Figure 2 (image above): The three exposure groups on the 50,000-user dataset. The top panel shows the observed-outcome distribution for each group, with dashed vertical lines at the group means (5.06 min pure control, 5.27 min spillover-exposed, 5.79 min treated). The spillover distribution sits between the pure-control and treated distributions, which is the contamination a naive user-level estimator would fold into the control baseline. The bottom panel translates the same groups into raw counts: 18,319 pure-control users, 6,744 spillover-exposed control users, and 24,937 treated users. Where Figure 1 schematically showed the SUTVA violation, this figure shows it at the data scale, and the three-group structure is exactly what Step 4's two-exposure model will identify.
Step 2: Naive User-Level OLS (Biased and Overconfident)
The naive analysis ignores clustering entirely and regresses the observed outcome on each user's treatment assignment, reporting a standard error as if every user were an independent draw. Two things go wrong at once.
import statsmodels.formula.api as smf
naive = smf.ols("session_minutes_obs ~ treated_user", data=df).fit()
print(f"Naive estimate: {naive.params['treated_user']:+.4f} min")
print(f"Naive SE: {naive.bse['treated_user']:.4f} (under-reported)")
ci = naive.conf_int().loc["treated_user"].tolist()

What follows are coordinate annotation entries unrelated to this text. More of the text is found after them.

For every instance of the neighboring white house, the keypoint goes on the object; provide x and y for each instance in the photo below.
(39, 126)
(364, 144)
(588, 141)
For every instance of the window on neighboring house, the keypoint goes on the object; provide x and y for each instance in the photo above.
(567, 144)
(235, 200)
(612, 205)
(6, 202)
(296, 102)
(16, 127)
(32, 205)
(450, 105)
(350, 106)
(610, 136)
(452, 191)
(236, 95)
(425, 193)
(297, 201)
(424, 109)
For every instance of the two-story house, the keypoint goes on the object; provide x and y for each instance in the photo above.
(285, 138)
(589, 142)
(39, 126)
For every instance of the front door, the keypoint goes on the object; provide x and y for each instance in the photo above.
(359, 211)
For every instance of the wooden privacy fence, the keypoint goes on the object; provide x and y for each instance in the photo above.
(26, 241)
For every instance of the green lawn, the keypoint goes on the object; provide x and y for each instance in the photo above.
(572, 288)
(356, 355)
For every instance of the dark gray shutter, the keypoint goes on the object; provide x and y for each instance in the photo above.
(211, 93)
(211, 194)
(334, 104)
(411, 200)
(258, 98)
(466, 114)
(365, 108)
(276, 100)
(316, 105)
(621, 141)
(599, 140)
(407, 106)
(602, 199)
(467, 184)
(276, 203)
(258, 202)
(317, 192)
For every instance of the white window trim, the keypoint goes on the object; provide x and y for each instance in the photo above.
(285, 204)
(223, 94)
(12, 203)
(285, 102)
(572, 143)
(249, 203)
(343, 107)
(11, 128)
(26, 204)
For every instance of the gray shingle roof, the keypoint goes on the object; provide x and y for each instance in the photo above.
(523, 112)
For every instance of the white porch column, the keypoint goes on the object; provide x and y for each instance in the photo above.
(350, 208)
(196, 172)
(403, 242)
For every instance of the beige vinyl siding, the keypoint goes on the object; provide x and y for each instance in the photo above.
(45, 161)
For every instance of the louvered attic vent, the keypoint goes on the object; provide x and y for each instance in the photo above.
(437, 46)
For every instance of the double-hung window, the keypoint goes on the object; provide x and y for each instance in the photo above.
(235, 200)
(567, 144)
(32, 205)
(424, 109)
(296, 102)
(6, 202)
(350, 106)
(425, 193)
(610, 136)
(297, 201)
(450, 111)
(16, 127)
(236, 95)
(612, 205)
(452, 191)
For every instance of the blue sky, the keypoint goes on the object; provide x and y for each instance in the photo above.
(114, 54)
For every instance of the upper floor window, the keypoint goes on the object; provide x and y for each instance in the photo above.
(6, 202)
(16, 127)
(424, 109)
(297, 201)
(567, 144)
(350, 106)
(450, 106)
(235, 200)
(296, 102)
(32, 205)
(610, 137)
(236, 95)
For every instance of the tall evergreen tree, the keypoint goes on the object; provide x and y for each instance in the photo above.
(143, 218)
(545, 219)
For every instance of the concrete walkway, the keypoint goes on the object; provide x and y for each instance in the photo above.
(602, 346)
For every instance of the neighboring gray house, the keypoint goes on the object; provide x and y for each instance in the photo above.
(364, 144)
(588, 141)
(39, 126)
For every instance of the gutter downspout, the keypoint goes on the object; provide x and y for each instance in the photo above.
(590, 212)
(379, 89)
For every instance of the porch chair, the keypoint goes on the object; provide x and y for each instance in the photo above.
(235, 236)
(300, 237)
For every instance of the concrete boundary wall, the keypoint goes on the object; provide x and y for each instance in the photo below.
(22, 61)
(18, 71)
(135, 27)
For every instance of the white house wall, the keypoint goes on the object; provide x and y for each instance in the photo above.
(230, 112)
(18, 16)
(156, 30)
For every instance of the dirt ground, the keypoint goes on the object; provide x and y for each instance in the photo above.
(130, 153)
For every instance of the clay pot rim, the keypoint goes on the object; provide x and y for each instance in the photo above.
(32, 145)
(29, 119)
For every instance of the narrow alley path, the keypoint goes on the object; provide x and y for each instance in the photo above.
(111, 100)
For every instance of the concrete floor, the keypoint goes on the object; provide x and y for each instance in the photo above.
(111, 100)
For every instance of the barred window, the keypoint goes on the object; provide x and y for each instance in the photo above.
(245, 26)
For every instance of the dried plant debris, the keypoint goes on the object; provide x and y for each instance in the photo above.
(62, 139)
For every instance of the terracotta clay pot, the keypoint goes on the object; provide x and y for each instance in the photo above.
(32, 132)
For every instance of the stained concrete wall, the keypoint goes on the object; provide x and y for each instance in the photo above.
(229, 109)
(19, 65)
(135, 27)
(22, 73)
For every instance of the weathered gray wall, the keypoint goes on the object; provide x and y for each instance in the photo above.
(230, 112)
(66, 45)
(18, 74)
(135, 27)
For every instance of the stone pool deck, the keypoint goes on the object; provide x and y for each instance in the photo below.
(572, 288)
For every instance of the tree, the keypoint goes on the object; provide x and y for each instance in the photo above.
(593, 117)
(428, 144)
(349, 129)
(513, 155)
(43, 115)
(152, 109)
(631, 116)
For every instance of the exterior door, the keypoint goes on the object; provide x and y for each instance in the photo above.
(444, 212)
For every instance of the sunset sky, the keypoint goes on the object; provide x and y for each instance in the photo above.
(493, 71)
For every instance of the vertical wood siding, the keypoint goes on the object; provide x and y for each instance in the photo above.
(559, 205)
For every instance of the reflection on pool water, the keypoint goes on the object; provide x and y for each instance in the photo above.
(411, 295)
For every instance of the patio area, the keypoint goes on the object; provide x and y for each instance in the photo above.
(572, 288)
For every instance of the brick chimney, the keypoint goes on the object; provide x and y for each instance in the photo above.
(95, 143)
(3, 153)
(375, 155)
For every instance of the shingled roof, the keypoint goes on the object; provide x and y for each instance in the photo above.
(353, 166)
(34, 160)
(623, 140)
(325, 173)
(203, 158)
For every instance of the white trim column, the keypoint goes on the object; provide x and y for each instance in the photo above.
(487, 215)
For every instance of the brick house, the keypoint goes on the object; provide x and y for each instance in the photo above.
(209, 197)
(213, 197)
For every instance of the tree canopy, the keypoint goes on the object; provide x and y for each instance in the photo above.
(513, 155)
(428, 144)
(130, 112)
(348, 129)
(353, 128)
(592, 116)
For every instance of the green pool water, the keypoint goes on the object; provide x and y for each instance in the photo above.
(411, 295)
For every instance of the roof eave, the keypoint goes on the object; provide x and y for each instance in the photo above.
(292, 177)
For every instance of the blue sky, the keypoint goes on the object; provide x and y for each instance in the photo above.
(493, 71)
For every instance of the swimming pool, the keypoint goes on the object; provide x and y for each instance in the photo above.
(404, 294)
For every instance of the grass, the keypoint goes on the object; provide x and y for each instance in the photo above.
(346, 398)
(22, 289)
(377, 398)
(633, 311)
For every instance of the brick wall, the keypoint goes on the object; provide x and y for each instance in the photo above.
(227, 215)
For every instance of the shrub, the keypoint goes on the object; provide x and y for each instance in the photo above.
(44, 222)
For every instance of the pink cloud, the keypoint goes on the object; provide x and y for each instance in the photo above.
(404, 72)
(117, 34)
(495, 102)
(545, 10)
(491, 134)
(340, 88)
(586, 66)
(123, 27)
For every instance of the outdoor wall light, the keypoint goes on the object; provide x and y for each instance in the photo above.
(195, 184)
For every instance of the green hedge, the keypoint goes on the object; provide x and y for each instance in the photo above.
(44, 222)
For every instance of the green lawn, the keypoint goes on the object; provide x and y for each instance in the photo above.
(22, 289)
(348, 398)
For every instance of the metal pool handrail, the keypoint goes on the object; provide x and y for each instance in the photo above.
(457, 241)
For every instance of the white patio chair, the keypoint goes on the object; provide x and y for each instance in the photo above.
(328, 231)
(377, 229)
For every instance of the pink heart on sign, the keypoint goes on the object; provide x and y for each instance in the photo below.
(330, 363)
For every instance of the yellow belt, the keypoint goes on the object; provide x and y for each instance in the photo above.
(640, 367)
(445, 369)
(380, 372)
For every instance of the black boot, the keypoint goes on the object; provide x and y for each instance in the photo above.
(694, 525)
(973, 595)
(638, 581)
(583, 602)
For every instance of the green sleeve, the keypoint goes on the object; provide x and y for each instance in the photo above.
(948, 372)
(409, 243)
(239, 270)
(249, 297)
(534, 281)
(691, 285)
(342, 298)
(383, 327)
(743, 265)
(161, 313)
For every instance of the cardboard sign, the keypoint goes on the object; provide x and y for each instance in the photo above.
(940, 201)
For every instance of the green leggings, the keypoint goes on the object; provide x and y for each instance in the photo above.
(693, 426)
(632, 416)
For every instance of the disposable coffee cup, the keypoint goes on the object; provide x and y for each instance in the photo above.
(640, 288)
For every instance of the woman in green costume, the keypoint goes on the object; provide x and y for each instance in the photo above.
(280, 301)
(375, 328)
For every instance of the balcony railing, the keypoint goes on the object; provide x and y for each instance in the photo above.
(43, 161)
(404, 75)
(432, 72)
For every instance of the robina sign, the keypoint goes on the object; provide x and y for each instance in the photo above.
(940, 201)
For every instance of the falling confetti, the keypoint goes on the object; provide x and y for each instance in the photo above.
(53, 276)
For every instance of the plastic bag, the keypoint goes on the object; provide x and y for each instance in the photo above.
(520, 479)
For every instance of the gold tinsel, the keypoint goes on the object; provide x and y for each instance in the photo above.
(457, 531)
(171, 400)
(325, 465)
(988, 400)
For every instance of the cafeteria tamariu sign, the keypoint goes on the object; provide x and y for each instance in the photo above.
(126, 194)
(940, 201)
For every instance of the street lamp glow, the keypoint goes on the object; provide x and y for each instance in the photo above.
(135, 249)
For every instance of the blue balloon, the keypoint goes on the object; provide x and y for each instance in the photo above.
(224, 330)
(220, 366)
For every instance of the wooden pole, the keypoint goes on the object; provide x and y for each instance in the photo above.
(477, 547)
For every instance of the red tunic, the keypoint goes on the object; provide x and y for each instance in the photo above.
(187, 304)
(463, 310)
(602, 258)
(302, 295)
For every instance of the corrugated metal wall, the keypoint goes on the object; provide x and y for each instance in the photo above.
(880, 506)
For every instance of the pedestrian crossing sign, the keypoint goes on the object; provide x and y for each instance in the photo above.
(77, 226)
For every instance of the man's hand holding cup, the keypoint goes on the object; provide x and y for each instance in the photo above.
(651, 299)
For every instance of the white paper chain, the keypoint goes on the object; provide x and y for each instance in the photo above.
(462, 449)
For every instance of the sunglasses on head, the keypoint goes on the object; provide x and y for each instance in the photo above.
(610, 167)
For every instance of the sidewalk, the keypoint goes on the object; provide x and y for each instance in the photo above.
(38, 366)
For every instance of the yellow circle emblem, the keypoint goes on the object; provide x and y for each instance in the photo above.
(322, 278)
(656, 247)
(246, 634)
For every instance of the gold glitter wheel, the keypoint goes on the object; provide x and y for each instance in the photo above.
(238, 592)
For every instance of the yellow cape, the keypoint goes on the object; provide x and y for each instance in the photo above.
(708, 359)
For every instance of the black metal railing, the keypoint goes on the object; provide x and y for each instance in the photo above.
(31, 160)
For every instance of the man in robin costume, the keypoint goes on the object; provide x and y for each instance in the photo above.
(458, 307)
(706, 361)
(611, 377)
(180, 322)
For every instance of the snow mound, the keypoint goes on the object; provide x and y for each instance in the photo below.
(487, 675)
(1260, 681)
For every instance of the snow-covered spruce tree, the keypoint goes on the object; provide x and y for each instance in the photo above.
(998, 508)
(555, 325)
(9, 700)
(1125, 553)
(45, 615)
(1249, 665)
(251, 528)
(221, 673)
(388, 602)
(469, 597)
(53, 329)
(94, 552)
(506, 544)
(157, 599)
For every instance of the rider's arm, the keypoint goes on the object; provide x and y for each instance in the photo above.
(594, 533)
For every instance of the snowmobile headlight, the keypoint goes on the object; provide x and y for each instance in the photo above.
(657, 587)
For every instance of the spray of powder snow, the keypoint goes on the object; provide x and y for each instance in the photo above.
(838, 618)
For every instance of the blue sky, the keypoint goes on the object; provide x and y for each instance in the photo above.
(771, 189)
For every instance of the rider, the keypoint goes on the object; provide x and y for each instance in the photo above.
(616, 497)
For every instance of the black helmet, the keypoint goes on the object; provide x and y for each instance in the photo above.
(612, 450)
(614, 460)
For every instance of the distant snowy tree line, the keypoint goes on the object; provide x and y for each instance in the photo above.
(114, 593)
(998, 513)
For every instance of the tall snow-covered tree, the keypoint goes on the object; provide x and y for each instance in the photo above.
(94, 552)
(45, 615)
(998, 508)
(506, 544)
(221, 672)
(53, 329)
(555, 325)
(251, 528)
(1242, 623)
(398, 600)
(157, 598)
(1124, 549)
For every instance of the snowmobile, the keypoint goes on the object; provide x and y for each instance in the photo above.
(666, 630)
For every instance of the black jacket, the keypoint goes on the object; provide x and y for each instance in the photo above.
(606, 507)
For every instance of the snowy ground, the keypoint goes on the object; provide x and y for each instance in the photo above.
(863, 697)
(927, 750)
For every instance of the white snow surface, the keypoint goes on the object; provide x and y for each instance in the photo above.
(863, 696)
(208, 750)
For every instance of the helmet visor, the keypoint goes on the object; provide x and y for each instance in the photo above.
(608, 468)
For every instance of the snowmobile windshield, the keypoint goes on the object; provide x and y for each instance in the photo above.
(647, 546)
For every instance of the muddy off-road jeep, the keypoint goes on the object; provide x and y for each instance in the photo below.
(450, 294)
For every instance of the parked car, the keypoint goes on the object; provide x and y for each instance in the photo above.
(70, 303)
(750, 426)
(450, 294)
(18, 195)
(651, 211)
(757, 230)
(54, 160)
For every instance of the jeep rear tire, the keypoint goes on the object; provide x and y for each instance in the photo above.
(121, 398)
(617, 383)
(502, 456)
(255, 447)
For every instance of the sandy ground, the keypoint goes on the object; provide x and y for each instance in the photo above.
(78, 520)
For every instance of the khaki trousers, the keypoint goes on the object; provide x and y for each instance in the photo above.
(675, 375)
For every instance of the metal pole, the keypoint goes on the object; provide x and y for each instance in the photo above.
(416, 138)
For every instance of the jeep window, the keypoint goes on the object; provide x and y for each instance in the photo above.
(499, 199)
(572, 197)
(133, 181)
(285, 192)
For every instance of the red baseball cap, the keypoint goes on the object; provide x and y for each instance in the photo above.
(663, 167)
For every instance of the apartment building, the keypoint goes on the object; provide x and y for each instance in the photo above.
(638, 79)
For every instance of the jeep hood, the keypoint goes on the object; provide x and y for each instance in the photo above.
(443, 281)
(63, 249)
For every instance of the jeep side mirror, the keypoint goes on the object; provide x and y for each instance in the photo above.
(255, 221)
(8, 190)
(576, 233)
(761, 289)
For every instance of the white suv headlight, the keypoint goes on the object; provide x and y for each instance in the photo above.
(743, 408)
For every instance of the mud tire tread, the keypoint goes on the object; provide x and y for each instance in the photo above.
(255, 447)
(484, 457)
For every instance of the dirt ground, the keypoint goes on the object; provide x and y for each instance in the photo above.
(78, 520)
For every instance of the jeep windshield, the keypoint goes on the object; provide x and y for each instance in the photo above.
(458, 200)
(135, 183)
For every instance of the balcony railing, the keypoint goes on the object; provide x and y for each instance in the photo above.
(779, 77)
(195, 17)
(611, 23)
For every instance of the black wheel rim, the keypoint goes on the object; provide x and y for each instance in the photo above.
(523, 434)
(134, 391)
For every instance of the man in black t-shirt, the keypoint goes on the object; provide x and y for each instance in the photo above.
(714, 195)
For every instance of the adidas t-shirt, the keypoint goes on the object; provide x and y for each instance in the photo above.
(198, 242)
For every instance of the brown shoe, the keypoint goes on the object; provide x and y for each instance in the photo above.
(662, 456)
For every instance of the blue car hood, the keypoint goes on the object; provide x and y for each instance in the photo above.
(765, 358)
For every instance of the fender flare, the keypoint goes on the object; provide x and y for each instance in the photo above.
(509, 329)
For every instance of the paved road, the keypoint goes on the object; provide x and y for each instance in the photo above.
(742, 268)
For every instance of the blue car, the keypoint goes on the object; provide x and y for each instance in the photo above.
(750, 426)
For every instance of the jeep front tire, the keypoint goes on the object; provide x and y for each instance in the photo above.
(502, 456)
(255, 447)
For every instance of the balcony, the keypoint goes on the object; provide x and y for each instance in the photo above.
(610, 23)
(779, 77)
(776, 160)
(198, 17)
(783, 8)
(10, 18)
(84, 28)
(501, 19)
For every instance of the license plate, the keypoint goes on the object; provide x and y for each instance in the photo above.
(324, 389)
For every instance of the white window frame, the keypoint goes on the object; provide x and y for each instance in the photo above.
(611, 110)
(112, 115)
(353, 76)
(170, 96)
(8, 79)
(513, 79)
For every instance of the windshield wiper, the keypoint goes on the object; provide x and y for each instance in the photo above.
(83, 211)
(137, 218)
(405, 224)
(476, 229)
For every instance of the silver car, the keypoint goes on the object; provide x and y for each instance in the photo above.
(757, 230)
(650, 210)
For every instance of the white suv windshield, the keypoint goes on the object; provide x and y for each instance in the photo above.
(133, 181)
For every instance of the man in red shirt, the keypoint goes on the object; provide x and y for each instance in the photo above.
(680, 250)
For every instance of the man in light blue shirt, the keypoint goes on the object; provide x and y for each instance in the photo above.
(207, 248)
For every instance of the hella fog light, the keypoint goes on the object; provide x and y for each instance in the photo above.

print(f"Naive 95% CI: [{ci[0]:+.4f}, {ci[1]:+.4f}]")
print(f"Ground truth: +0.80")
print(f"Bias: {naive.params['treated_user'] - 0.80:+.4f} min")
Expected output:
Naive estimate: +0.6723 min
Naive SE: 0.0034 (under-reported)
Naive 95% CI: [+0.6656, +0.6790]
Ground truth: +0.80
Bias: -0.1277 min
Here's what's happening: the point estimate lands at +0.6723, 16 percent below the ground-truth direct effect of +0.80. The bias has two components. First, spillover contamination: 6,744 control users who read treated-workspace output lie above the pure-control baseline, raising the control mean and compressing the naive treated-minus-control gap. Second, workspace baseline imbalance: with only 50 clusters, random assignment doesn't guarantee that treated and control workspace pools draw equal mean baselines. This dataset's specific seed produces a treated-pool baseline slightly below the control-pool baseline, adding additional downward pressure on the estimate. The lesson generalizes: at small K, balance checks on observable workspace characteristics before the experiment are the only defense against pre-existing between-arm differences that no standard-error correction can fix.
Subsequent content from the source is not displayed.